Leitsatz (redaktionell)

1. Der Verpächter von landwirtschaftlichen Grundstücken, der selbst keine Landwirtschaft betreibt, hat auch keine landwirtschaftlichen Einkünfte; die Pachteinnahmen zählen in diesem Fall vielmehr zu den Einkünften aus Haus- und Grundbesitz iS des DV § 33 BVG § 12.

Somit können die Pachteinnahmen und die Einkünfte aus Haus- und verbliebenem Grundbesitz nur gemeinsam der Ermittlung der Einkünfte aus einer Einkunftsart zugrunde gelegt werden.

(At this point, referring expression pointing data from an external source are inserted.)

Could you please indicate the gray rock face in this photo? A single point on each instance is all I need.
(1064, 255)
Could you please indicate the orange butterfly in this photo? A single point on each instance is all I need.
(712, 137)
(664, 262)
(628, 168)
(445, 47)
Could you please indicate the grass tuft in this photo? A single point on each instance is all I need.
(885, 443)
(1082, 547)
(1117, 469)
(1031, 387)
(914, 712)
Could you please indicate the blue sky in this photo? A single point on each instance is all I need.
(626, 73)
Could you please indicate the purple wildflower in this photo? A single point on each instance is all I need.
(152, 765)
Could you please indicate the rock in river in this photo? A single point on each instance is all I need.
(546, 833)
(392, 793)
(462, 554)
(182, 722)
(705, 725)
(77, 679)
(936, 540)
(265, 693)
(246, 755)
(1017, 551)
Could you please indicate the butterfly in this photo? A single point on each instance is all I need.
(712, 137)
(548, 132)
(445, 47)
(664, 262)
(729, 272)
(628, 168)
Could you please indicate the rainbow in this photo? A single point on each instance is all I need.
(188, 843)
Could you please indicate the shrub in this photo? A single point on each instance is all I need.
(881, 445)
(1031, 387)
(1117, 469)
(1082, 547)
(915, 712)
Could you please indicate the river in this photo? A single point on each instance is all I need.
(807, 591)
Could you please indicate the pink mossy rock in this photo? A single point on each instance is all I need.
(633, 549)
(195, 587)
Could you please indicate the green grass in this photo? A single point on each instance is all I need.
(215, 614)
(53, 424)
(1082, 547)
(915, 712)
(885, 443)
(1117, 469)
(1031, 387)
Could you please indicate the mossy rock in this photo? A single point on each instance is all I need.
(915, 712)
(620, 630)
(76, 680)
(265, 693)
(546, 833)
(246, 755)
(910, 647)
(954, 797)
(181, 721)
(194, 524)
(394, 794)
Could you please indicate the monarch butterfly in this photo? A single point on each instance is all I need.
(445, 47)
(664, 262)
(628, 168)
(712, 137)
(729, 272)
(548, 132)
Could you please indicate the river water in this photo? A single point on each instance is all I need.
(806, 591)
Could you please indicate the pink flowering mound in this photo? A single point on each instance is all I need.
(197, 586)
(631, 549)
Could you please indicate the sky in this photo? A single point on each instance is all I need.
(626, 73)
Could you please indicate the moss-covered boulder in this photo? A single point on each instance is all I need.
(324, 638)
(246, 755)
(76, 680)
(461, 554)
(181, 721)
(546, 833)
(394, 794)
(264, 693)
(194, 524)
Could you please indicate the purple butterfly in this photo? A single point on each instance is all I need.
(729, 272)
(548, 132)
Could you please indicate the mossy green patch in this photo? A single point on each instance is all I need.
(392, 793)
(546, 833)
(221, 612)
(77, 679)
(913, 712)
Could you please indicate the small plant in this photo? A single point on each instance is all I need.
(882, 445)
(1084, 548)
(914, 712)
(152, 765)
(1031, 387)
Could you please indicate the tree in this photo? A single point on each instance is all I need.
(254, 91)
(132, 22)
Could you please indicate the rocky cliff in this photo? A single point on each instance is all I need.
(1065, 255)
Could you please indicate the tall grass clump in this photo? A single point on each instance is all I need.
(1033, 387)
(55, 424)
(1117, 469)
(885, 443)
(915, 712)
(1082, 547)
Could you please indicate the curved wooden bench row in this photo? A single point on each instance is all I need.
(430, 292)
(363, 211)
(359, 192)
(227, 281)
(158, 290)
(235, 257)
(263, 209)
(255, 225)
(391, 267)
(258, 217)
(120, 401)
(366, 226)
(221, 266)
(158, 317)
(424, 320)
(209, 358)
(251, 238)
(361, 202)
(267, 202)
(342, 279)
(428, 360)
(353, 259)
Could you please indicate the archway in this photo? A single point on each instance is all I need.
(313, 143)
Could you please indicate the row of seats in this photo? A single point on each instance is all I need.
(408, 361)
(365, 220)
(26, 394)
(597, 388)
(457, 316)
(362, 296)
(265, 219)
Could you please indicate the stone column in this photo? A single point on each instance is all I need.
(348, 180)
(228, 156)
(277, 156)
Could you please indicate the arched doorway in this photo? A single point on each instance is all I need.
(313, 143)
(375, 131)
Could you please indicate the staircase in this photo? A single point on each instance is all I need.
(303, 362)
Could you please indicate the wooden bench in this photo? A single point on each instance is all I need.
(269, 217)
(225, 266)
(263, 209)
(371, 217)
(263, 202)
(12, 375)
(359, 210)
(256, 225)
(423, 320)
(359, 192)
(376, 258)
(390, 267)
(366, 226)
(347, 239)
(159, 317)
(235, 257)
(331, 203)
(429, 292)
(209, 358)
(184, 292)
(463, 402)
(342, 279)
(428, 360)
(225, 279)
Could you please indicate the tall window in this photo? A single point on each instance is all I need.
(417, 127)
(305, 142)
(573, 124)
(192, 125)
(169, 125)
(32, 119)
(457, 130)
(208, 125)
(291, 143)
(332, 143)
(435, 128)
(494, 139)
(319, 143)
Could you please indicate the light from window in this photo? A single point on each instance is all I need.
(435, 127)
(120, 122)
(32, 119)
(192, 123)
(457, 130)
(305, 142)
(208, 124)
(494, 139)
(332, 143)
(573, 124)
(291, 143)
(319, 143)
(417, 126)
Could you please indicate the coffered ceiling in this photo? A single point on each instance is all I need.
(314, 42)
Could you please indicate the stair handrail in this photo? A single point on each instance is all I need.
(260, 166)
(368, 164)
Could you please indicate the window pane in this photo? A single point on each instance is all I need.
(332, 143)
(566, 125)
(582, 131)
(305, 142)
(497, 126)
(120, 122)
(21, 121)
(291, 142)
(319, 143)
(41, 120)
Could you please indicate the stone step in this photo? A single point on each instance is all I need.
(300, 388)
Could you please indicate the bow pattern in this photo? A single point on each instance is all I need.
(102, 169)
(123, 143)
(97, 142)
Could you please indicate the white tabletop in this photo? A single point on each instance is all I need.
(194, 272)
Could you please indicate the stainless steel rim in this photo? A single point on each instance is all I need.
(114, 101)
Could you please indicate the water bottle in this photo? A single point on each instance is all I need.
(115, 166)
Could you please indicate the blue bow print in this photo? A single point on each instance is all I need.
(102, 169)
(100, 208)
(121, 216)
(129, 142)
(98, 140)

2. Ein Verlust aus Hausbesitz ist bei Pachteinnahmen aus demselben Grundstück zunächst aus diesem abzudecken.

 

Normenkette

BVG § 33 Abs. 2 Fassung: 1957-07-01, § 33 DV § 12 Fassung: 1958-08-02

 

Tenor

Die Revision des Beklagten gegen das Urteil des Schleswig-Holsteinischen Landessozialgerichts vom 19. Dezember 1961 wird mit der Maßgabe zurückgewiesen, dass der Beklagte verurteilt wird, in dem neuen Bescheid die Pachteinnahmen bis zur Höhe des Verlustes aus Hausbesitz nicht als sonstiges Einkommen im Sinne des § 33 BVG anzurechnen. Der Beklagte hat der Klägerin die außergerichtlichen Kosten des Revisionsverfahrens zu erstatten.

 

Gründe

Die Klägerin bezieht als Kriegerwitwe Grund- und Ausgleichsrente nach dem Bundesversorgungsgesetz (BVG). Sie ist Eigentümerin eines landwirtschaftlichen Grundstücks von 4.36 ha mit einem Einheitswert von 6.700,- DM, zu dem ein Wohngebäude gehört, das nach Zerstörung durch Brand 1951 mit einer hypothekarischen Belastung von 15.400,- DM wieder aufgebaut wurde. Es wird von der Klägerin und ihren Angehörigen und einer Familie E bewohnt. Den Eheleuten E ist ein lebenslängliches unentgeltliches Wohnrecht eingeräumt weil sie die Klägerin beim Aufbau des Hauses unterstützt haben. 4 ha des Grundstücks sind in zwei Teilstücken zu je 200,- DM an Landwirte verpachtet. Das übrige Land wird von der Klägerin als Hausgarten genutzt.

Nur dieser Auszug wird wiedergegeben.